The Northern District of California recently granted a motion to place the Buena Vista Rancheria of Me-Wuk Indians of California’s land back into trust.
Buena Vista Rancheria was one of the Tribes illegally terminated by the California Rancheria Act of 1958.
On July 19, 1983, a U.S.District Court in Tillie Hardwick, et al. was instrumental in reversing the California Indian Rancheria termination policy of the U.S. government. The ruling ultimately restored 17 Tribes, including Buena Vista Rancheria, which deemed the California Rancheria Act illegal in 1983.
The Buena Vista Rancheria of Me-Wuk Indians had sought an order requiring the Bureau of Indian Affairs to take restored Rancheria land back into trust pursuant to the 1983 stipulated judgement.
On November 13th that relief was granted.
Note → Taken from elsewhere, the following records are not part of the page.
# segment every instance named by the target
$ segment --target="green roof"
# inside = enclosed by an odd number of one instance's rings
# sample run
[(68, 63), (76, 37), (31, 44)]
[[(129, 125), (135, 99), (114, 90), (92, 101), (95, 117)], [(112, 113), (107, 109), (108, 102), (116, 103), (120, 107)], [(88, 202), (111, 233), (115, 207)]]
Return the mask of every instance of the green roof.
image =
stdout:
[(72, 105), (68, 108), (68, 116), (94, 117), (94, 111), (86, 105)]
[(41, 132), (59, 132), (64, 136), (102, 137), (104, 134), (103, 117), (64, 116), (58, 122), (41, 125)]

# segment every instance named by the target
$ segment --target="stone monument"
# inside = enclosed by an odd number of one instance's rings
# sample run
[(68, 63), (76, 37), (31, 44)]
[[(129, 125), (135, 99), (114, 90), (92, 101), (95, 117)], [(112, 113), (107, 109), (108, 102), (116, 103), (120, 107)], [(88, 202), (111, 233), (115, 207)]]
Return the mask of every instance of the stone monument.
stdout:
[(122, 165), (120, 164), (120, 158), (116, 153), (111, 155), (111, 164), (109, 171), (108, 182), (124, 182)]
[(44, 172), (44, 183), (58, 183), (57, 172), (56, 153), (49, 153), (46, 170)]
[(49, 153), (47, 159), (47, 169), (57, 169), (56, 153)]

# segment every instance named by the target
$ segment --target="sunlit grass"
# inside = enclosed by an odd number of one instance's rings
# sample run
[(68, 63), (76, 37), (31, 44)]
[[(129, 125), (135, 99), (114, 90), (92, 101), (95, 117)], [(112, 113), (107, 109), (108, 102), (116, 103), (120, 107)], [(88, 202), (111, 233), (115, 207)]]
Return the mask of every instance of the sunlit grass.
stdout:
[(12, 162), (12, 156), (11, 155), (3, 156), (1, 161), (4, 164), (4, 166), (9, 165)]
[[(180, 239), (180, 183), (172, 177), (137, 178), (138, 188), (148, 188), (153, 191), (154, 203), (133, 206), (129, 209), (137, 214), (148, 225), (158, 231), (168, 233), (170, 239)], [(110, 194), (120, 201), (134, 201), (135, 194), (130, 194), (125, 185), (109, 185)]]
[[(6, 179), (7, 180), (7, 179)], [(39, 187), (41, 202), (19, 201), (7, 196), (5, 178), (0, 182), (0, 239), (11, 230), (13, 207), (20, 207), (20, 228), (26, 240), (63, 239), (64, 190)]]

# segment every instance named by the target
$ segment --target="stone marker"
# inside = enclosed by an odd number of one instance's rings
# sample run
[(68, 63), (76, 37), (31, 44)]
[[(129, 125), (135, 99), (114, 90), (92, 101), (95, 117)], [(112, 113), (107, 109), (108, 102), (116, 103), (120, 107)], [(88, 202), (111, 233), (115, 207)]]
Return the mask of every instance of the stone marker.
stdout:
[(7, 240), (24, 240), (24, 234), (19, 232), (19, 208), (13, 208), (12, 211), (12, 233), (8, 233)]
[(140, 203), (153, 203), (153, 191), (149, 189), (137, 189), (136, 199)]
These efforts took over two decades to achieve.
“We are proud and this victory we dedicate to Louie and Annie Oliver who were the Indians who(se) rights were stripped away in 1958. Tribal Sovereignty strengthened today,” states a post on the Tribe’s social media page.
U.S. District Judge Edward M. Chen sided with the Tribe in the order, determining that it fulfilled the requirements under the 1983 land claims judgment.
The California federal judge ruled that the Tribe qualifies for a mandatory trust acquisition, and the Bureau of Indian Affairs must take land into trust for the Tribe.
Four years ago, the Tribe won a legal fight against Amador County to allow the development of its casino, Harrah’s Northern California, managed by Caesars Entertainment, which licenses the Harrah’s name to the Tribe. In 2018, the Tribe sold $205 million of high-interest junk bonds to finance the project, and struck its development agreement with Caesars.